コンコースは運河につながる おおらかな軒下空間を創出

 軒下空間のコンコースには、木チップ舗装を採用。吸水性があるため、打ち水効果による暑さ対策に貢献するとともに、足にやさしいクッション性も併せ持つ。
 施設はオリンピックが体操、新体操、トランポリン、パラリンピックがボッチャの競技会場となる。施設内に入ったオリンピアンの冨田洋之氏(体操競技)は「木の香りが心地よく、天井も高くて競技がしやすそう」と第一印象を語った。また、田中琴乃氏(新体操)は、「観客と競技をする場が近く、声援を力にできそう」、伊藤正樹氏(トランポリン)は、「選手と客席の距離が近い。完成後が楽しみ」と感想を述べた。

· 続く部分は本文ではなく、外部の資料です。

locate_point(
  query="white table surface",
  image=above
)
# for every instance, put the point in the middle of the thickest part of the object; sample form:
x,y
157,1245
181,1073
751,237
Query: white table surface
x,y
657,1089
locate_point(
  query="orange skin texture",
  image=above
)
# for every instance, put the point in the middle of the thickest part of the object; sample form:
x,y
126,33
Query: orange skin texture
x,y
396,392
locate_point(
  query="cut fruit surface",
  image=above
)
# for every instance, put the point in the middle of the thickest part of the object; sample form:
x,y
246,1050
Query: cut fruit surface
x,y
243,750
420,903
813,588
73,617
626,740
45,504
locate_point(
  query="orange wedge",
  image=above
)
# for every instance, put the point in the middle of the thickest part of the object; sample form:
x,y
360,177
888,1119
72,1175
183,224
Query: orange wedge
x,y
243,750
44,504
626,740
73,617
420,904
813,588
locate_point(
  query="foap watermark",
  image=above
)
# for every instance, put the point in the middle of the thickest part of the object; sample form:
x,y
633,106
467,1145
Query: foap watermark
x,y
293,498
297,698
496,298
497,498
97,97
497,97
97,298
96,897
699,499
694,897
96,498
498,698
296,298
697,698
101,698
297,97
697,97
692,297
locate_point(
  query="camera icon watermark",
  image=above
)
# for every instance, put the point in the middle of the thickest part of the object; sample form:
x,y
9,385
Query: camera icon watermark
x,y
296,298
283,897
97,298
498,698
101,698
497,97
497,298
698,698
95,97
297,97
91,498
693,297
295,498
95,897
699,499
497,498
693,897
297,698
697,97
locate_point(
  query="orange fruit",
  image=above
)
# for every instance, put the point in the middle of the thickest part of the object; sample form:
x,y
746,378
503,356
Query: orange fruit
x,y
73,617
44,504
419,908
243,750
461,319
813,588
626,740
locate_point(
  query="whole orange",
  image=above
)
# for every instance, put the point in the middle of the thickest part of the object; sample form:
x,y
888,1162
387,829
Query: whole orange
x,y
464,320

 清水建設の永田正道有明体操競技場建設所長は、「オリンピアンに来ていただいて大変うれしく思っている。外装、観客席にも木を使っている。木のぬくもりで選手に良い成績を残してもらえるよう、心を込めて作業を進めたい」と力を込めた。
 競技場の規模は、S一部木造3階建て延べ3万9194㎡。大会後は延べ2万7459㎡の展示場施設に改修する。